Setelah itu Jinho berlari kencang, menembus padatnya jalanan. Dia harus segera menuju lokasi yang tertera di data milik Kim. Itu tak jauh dari sini, makanya ia memilih untuk memanfaatkan tenaganya dibanding membuang waktu berharganya.

Kedua kakinya terus berpacu layaknya kuda. Tak menghiraukan protesan para pejalan kaki yang ditabraknya. Dia tidak peduli bila mereka melapor atau memaki karena sekarang Taehoon lebih penting. Ia harus menyelamatkan bocah malang tersebut dari nasib mengenaskan.

Sesampainya di pertigaan gang sebuah desa. Dia berhenti kemudian merogoh saku mantelnya dan mengambil handphone-nya. Jinho membuka aplikasi GPS untuk mengetahui lokasinya saat ini.

"Tinggal sedikit lagi," gumamnya lirih sembari melihat layar yang menampilkan kedua titik berjarak dekat. Setelah itu Jinho kembali berlari, menyusuri gang sempit yang akan mengantarkannya ke sebuah desa.
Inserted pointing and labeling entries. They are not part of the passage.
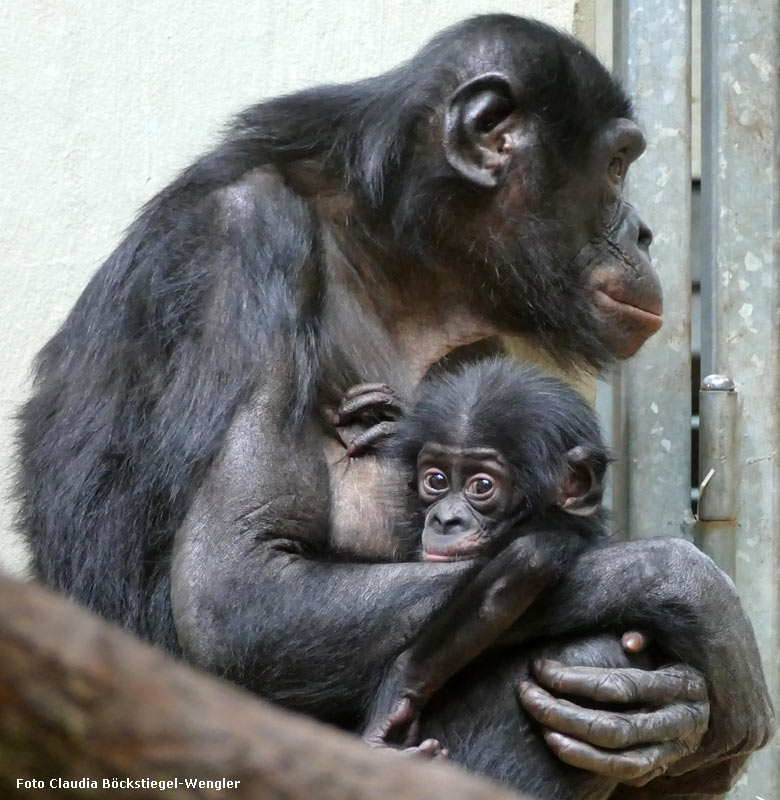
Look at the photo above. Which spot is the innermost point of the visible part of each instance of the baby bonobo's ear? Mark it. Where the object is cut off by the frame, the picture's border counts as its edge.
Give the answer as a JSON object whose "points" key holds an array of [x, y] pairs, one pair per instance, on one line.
{"points": [[583, 484]]}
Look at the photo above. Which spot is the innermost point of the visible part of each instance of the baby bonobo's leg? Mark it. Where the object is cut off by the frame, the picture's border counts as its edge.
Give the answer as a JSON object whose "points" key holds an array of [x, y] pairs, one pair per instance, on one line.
{"points": [[495, 598]]}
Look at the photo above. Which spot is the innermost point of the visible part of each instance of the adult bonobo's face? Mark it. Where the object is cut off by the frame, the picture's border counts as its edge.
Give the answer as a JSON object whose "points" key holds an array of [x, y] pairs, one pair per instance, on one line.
{"points": [[541, 138]]}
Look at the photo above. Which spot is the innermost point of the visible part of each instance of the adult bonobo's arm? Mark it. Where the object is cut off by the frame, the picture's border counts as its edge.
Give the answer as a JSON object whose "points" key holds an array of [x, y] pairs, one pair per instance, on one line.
{"points": [[692, 610]]}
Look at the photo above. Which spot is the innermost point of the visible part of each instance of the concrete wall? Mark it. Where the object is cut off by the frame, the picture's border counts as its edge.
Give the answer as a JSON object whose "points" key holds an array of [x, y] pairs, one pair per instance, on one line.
{"points": [[102, 103]]}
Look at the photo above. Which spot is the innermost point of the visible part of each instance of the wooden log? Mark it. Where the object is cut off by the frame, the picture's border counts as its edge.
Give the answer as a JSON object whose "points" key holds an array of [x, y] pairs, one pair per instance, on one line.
{"points": [[82, 702]]}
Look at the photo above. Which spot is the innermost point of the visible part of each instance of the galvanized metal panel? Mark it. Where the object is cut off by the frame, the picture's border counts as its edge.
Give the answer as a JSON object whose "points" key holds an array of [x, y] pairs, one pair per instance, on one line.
{"points": [[741, 313], [650, 494]]}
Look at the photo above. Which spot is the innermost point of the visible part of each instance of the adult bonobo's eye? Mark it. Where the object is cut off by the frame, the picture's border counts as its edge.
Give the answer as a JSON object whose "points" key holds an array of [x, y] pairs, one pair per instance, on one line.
{"points": [[435, 482], [617, 167], [481, 487]]}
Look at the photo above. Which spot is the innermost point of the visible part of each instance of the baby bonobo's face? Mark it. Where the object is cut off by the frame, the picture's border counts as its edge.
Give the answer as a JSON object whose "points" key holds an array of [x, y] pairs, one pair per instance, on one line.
{"points": [[469, 497]]}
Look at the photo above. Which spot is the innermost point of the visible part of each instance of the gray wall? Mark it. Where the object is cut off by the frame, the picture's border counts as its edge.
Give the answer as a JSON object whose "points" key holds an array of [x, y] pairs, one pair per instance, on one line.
{"points": [[102, 103]]}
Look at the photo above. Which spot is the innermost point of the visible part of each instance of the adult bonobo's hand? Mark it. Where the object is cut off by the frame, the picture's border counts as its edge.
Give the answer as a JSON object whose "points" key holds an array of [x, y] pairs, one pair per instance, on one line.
{"points": [[375, 406], [670, 589]]}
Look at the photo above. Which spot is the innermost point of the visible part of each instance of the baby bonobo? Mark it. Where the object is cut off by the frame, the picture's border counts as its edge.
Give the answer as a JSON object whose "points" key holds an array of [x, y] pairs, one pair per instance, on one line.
{"points": [[507, 466]]}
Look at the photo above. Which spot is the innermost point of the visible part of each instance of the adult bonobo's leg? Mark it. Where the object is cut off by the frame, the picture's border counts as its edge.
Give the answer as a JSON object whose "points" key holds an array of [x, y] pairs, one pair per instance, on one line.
{"points": [[341, 235]]}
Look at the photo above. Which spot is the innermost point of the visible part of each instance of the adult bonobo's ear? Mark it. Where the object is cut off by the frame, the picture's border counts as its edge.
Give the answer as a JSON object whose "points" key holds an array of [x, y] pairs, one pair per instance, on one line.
{"points": [[479, 128], [583, 484]]}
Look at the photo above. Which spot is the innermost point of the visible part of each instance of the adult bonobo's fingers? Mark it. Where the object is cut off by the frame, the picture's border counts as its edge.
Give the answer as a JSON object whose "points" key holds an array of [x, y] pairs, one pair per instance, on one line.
{"points": [[636, 766], [364, 441], [376, 400], [612, 729], [674, 684], [635, 642]]}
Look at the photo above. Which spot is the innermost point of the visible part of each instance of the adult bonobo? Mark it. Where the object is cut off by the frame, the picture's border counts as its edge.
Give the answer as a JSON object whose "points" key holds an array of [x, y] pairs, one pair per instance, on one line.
{"points": [[181, 471]]}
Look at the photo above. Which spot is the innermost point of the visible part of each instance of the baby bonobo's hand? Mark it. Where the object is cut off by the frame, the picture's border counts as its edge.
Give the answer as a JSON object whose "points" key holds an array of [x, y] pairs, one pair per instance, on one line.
{"points": [[380, 404], [399, 729]]}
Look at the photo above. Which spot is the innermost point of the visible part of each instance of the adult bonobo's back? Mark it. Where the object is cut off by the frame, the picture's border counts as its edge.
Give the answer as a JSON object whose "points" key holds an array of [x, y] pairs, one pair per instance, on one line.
{"points": [[181, 472]]}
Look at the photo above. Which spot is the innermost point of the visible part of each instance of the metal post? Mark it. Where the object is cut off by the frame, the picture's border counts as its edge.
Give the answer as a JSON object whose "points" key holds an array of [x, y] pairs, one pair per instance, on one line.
{"points": [[653, 57], [741, 312]]}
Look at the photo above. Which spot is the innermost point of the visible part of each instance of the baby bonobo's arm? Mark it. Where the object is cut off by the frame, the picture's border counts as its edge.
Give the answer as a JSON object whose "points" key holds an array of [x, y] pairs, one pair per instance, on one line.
{"points": [[490, 604]]}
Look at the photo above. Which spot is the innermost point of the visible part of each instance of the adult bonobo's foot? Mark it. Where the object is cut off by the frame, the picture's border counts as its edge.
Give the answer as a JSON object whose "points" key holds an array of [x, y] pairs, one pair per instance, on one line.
{"points": [[375, 404]]}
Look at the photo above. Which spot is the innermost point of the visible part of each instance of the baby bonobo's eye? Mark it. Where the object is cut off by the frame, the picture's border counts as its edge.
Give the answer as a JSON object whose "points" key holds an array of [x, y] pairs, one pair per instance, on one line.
{"points": [[481, 487], [435, 481]]}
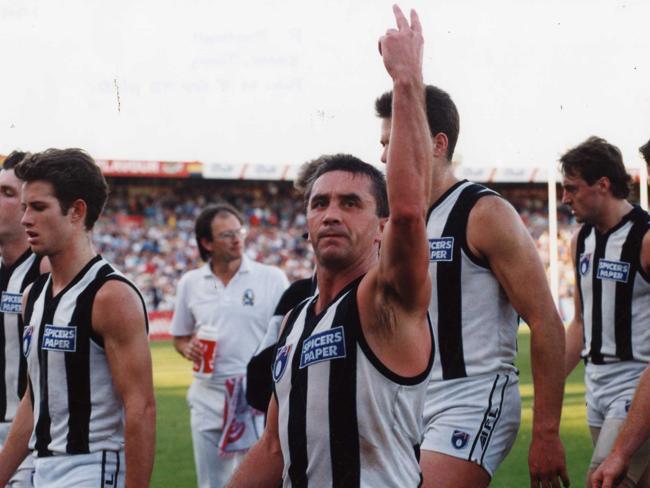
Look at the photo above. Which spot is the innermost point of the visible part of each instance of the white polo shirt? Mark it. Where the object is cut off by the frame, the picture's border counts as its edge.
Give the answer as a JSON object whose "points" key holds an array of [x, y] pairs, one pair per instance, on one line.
{"points": [[238, 314]]}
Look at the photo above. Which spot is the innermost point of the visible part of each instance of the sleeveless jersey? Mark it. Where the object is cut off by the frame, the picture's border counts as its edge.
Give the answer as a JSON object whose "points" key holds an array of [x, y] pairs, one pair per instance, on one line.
{"points": [[13, 368], [76, 408], [474, 324], [345, 420], [614, 291]]}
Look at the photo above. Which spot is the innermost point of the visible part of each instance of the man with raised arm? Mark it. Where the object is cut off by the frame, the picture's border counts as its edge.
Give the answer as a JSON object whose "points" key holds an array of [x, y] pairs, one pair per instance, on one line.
{"points": [[88, 412], [485, 272], [352, 363], [610, 330]]}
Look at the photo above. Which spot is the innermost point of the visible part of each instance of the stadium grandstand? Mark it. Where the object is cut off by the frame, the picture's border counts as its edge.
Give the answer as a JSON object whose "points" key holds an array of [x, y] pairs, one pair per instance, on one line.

Dia hanya perlu menghafalkan lekuk jalanan gang yang mirip sebuah labirin. Setelah keluar dari tempat tersebut, Jinho dihadapkan oleh keadaan sekitar yang merusak pandangannya. Ia sedikit terheran, mengapa ada manusia yang mau tinggal di daerah seperti ini?

Sepanjang jalan dia selalu menemui sampah dan sampah. Rumah di sekitarnya juga terlihat kumuh seperti tak pernah dirawat oleh sang pemilik. Jinho yakin, para penghuni di sini pasti nggak betah tinggal di desa ini.

Namun ekonomi yang meprihatinkan membuat mereka harus tinggal di tempat ini. Jinho sempat merasa kasihan, tetapi rasa itu dikubur dalam hati saat matanya tak sengaja bersitatap dengan seorang ibu-ibu yang mencibir.

"Dasar sok kaya.."

Hei, Jinho memang kaya! Dia adalah orang terkaya di Seoul. Kalau ia nggak kaya, buat apa bangun perusahaan besar yang namanya tersohor di muka bumi?

"Ck, hanya orang iri," gumamnya seraya terus berlari. Jinho tak ada waktu untuk meladeni penghuni desa ini karena prioritasnya adalah Taehoon.

Brugh.

Jinho tak sengaja menabrak seorang kakek tua yang tengah menuntun sepedanya. Dia tidak tahu kalau ada orang yang keluar dari belokan lain karena pandangannya tertutupi oleh tembok beton. Ia pun berjongkok, memungut kaleng-kaleng yang melompat dari karung.

"Maaf, Kakek. Saya tidak melihat anda tadi. Maafkan saya," ucap Lee Jinho seraya memasukkan kaleng-kaleng kosong ke dalam karung.

"Tidak apa, saya juga salah karena tidak hati-hati. Omong-omong, kamu mau kemana?" Sang kakek membalas dan bertanya pada Lee Jinho yang tersenyum ramah.